If you want to know about the effects of a particular non-sugar sweetener on insulin, try googling "insulin [name of non-sugar sweetener]" and you might find articles like this on the effects of stevia and aspartame on insulin.

General Principle #4: Avoid Things with Added Sugar

This one is pretty obvious. One more lenient rule of thumb is to avoid anything with any form of sugar listed among the top three ingredients. 

General Principle #5: Avoid Starchy Foods

The body can turn starch into sugar so fast that starches cause insulin spikes similar to sugar itself. But in case it is not so obvious what is a starchy food, I list them all in the category for the appropriate insulin index range. 

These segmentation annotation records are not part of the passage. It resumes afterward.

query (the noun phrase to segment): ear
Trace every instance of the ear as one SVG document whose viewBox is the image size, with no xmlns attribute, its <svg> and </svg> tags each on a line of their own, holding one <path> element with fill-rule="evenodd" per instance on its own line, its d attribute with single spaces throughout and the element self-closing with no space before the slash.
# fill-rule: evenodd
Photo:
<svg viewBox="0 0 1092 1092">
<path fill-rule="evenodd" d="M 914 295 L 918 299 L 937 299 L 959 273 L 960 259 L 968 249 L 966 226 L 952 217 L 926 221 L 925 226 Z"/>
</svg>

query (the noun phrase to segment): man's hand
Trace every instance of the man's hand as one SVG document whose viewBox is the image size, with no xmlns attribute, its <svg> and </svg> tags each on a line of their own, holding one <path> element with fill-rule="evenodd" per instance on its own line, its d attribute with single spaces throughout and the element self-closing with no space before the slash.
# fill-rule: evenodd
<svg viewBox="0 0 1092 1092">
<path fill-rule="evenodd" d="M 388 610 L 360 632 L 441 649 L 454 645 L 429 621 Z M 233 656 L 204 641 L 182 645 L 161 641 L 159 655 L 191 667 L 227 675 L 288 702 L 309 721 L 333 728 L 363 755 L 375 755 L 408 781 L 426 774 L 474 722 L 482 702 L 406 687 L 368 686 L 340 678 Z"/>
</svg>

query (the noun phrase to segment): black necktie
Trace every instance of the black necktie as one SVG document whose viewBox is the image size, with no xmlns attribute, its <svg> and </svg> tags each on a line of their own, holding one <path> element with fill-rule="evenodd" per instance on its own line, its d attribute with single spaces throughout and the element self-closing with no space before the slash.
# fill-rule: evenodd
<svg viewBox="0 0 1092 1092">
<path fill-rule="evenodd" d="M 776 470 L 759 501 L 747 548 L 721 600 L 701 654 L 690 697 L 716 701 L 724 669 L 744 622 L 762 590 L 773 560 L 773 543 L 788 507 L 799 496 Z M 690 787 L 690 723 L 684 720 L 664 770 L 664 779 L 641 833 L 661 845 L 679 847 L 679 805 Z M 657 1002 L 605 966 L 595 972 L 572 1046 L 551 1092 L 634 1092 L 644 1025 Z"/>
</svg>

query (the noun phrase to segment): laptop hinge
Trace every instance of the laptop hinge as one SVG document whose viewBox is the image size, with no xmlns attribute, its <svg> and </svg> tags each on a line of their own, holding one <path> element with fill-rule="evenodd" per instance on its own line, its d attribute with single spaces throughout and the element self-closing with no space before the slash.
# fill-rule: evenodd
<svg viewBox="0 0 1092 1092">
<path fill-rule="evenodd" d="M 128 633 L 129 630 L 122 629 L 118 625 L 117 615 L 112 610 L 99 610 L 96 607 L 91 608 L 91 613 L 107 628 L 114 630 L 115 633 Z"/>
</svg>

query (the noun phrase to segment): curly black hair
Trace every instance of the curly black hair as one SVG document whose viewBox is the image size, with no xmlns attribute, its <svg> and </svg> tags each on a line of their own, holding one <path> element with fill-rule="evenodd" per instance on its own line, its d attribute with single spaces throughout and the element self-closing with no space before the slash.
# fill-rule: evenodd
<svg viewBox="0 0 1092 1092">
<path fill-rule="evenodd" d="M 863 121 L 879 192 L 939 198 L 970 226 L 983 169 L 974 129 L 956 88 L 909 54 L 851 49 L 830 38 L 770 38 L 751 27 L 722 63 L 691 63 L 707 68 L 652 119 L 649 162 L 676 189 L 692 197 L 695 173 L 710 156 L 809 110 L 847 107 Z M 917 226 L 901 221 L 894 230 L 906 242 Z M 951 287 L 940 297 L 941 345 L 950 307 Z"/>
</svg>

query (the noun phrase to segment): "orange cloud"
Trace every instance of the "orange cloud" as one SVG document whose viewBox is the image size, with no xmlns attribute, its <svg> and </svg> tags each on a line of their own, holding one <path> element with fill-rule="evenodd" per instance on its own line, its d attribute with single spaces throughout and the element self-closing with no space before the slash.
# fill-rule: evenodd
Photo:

General Principle #6: If You Drink Alcohol, Lean Towards White Wine Instead of Red Wine or Beer

For other health reasons, I am not going to recommend drinking alcohol. (The idea that alcohol is good for health doesn't replicate well, empirically.) But it is worth knowing that while beer has an OK insulin index of 20, white wine has an insulin index of only 3. (Gin has an even lower insulin index of 1, but such high levels of alcohol have other negative side effects for health that have nothing to do with insulin.) Because grapes have a relatively high insulin index, I suspect that red wine, which leaves more of the grape in has quite a bit higher insulin index than white wine. Indeed, I wouldn't be surprised if the insulin index for red wine is in the same ballpark as for beer. Given this principle, of alcoholic beverages I will only list white wine below.


On to the groupings. Note that many foods and beverages haven't been tested, so one has to guess based on the things that have been tested. One good example is what I said about cold cereal above. I'll bet cold cereals that haven't been tested have quite a high insulin index, too! (Below I will leave cold cereals out, since I dealt with them all I need to above.) Remember to choose the highest-fat version of everything available. Lowfat versions of things will have a higher insulin index than what I list below!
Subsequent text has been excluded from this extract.